I saw white skulls hanging from various positions, a red cloth covered the inner walls and drawings were made with white chalk or something that looked like powder on the red clothing. Anyawu himself was creepy. He wore a red cloth, wrapped around his waist with white ropes tied round his wrists. He had a circle drawn around his right eye with white powder, and had really scanty grey hairs on his head.
Anyawu spoke very little English and a lot of Igbo language and thankfully I knew Igbo before Nigeria turned over.
“I know why you are here my daughter, sit and close your eyes, let the gods bring it all to you.”
I was confused and scared, not because a man I just met referred to me as his daughter, but because even before I spoke, he made it clear that he knew my reason for coming, nevertheless, I closed my eyes still. When I opened them, I was in the body of a younger me.
I recognized the room I was standing in, it was our old house, the one we lived in before the turnover. It felt like a dream.
I saw papa standing over a still body, a female body, breathing hard as though he just ran a hundred meter sprint race. I walked closer to the scene and took a look at the body on the floor. A tear formed in my eyes and as much as I tried to hold it back, it dropped. The body belonged to mama.
The next thing I saw was my Kaposi’s Sarcoma treatment. I heard papa telling the doctor to administer the cure in such a way that some of my memories would be lost. He seemed to be in a squabble because the doctor refused to “put the child at risk,” as he said to Papa. Suddenly, it all became clear to me. The truth I so yearned for was finally here and to say it tore me apart was to play down my feelings at that point. I was devastated.

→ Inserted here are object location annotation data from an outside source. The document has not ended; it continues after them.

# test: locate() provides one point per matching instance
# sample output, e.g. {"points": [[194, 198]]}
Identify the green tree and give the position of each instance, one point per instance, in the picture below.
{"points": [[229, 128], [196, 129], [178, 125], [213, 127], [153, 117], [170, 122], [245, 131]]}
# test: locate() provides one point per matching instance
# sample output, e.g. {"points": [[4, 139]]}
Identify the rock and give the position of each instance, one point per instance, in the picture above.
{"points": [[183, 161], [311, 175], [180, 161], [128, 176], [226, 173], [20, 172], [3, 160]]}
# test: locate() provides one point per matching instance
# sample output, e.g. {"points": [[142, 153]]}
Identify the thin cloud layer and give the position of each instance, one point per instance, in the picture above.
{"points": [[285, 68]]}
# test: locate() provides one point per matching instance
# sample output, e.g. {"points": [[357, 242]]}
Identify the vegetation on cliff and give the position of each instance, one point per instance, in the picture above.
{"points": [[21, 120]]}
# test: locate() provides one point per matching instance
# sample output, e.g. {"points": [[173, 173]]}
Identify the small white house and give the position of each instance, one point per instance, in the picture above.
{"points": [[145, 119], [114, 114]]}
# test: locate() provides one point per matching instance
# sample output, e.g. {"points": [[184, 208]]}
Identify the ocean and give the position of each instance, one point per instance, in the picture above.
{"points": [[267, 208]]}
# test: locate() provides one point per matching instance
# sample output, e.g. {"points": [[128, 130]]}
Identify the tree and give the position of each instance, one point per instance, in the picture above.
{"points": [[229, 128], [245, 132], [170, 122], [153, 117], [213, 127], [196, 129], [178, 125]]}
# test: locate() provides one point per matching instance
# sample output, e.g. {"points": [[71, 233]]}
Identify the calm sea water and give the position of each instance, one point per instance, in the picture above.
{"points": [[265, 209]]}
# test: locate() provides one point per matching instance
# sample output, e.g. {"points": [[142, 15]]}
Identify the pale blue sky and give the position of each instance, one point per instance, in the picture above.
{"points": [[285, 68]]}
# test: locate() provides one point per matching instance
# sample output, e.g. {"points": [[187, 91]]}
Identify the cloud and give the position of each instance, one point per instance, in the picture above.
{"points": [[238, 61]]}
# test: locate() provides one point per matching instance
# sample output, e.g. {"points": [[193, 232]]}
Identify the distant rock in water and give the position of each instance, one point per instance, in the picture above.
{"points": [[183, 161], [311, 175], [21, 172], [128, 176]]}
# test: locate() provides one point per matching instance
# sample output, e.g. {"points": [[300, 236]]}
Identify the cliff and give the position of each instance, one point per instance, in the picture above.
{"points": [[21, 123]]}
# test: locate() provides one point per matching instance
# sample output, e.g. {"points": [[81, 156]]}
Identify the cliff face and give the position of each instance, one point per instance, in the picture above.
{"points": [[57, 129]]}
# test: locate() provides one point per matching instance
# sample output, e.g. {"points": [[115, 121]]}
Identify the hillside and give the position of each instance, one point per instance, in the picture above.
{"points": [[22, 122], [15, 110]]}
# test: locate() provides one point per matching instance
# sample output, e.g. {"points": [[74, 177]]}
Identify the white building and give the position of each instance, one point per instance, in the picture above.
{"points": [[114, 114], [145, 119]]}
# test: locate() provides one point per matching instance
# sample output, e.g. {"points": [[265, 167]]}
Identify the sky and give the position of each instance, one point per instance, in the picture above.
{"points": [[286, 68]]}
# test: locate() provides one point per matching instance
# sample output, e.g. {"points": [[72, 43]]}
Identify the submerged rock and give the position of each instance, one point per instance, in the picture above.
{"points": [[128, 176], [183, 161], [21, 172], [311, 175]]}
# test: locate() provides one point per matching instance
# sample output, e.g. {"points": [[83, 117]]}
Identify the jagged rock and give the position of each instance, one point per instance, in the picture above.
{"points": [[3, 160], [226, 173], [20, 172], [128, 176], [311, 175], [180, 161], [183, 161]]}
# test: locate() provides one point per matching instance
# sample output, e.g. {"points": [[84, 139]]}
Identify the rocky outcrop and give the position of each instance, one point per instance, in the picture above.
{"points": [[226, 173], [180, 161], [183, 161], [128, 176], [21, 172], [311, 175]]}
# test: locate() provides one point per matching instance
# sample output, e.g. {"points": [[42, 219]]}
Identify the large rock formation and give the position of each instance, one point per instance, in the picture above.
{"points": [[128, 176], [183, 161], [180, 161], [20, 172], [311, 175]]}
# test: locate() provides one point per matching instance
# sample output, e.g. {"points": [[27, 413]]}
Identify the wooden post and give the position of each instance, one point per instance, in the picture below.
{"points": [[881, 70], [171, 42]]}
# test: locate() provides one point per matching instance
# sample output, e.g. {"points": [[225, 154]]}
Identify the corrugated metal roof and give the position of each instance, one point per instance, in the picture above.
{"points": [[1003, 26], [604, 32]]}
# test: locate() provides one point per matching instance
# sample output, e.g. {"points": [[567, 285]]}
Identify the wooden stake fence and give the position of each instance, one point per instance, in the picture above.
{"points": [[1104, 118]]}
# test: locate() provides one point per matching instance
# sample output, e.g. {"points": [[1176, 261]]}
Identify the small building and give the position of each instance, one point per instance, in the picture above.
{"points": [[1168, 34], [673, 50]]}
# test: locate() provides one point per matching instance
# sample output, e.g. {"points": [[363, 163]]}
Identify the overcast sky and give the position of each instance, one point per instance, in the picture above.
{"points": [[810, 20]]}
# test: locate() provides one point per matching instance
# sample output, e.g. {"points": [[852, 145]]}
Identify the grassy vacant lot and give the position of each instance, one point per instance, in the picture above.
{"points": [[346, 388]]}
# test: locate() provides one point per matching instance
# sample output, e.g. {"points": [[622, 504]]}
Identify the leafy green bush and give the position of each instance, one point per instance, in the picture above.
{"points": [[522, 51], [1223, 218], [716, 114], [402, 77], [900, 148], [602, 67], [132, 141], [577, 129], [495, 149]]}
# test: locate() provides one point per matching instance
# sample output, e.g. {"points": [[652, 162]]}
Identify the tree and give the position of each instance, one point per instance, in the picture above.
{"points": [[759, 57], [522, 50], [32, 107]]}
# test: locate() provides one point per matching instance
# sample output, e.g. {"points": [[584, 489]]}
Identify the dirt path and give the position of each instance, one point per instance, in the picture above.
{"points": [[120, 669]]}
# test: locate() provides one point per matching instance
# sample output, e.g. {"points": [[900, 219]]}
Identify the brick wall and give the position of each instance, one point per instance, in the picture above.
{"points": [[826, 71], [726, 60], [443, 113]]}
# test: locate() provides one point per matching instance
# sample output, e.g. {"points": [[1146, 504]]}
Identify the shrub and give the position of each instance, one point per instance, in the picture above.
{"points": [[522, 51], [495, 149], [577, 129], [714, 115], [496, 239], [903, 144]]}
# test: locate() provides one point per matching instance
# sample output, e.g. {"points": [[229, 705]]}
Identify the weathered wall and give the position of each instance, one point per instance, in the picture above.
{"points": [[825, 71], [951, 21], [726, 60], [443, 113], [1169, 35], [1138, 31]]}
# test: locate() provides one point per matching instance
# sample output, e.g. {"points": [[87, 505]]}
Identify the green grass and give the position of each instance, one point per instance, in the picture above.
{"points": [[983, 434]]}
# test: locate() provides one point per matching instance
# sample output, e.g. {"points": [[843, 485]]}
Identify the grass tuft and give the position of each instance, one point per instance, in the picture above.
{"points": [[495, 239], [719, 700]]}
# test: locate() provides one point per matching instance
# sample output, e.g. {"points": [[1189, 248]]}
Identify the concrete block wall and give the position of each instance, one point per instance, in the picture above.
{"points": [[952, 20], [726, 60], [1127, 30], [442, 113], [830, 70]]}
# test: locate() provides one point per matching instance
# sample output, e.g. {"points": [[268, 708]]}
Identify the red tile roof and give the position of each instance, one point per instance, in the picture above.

My head spun and my blood ran through my veins with a force so great that my adrenaline level became extremely high. Papa killed mama and wiped my memories so I won’t remember. I was the daughter of a murderer, not the daughter of heaven as my name implied. As I stepped out of Anyawu’s cottage, I felt my mutation return and I teleported to Nwaaku’s room.
Everything he ever did for me felt like nothing as the tune that played in my head was that of justice, at least that was what I told myself. Deep down, I knew it was vengeance I really wanted.